Lot no. 26 "Delightful Red Blossoms" by Cho Sung Hee
Asian mulberry paper, also known as Hanji, a popular ornamental element of traditional Korean dwellings, plays a crucial and important part in her work, through which she weaves her personal tale with the sublime beauty of nature. For her monochromatic and polychromatic works, Cho adopts a rigorous collage method that entails hand-cutting each Hanji paper, layering it with oil paint, and incorporating it to form a canvas with a three-dimensional surface. The works of Sung-Hee, which each include more than ten thousand paper petals, emit a feeling of tranquilly from the composition's disarray. They illustrate the complex relationship between colour, texture, and space. This arduous and time-consuming approach brings Sung-Hee closer to the idealised beauty of nature.
"Dulce" by Lita Cabellut is lot number 28
Inspired by the fresco methods of the mediaeval period, she makes large-scale colossal paintings that weave this inspiration in a modern variant and are characterised by her own style of crackle painting complimented by the use of lines and a distinctive colour palette. Her dazzling figures are brought to life via a technique that is both highly technical and profoundly personal, giving her work a unique quality and texture.
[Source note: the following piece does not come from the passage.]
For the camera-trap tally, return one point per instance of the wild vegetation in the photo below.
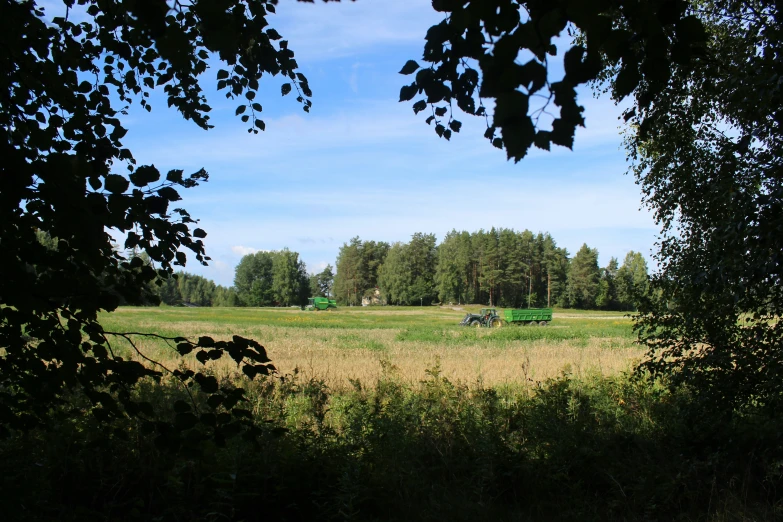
(87, 432)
Love, lot no. 30 by Robert Indiana
Robert Indiana's Love Series is undoubtedly the artist, sculptor, and printmaker's most recognisable body of work. Painting it for the first time in 1965 and displaying it in a solo show at the Stable Gallery, it became the artist's signature work. Inspired by his education in the Christian Science religion, Indiana made paintings with sharp, angular edges in which one letter was stacked on top of the other in a slightly slanted way. He would later utilise the picture for a variety of different media, including world-famous sculptures and postage stamps.
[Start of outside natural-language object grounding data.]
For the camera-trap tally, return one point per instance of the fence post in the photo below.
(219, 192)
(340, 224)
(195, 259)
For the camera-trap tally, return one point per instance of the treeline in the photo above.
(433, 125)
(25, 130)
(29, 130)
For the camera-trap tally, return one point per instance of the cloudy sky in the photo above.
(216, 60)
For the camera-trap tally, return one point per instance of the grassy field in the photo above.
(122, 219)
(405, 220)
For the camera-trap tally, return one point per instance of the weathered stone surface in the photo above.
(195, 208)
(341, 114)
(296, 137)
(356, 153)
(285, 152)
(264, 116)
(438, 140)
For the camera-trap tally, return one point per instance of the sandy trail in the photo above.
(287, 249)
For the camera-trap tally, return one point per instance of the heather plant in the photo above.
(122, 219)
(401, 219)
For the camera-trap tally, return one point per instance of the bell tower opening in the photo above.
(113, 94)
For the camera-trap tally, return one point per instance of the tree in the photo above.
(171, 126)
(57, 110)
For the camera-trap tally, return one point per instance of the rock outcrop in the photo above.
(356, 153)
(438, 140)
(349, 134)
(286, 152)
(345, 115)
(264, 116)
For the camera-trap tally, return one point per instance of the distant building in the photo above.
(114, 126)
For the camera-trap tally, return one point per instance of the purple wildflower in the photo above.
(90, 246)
Lot no. 31 'Man Waiting (4)' Julian Opie's
Julian Opie's works are an examination of urban and rural environments, as well as the human movement seen in daily life. These sculptures are influenced by a variety of art genres, including Japanese blocks, hieroglyphs, and classical portraiture. They are characterised by sharp edges and flat colours. Through the years, Opie's work has been reduced to its most basic form, focusing mostly on silhouettes and the sense of movement. His visual storytelling include vinyl, lenticular, LED, LCD, and other materials. These differ from his earlier pieces, which were composed of painted steel.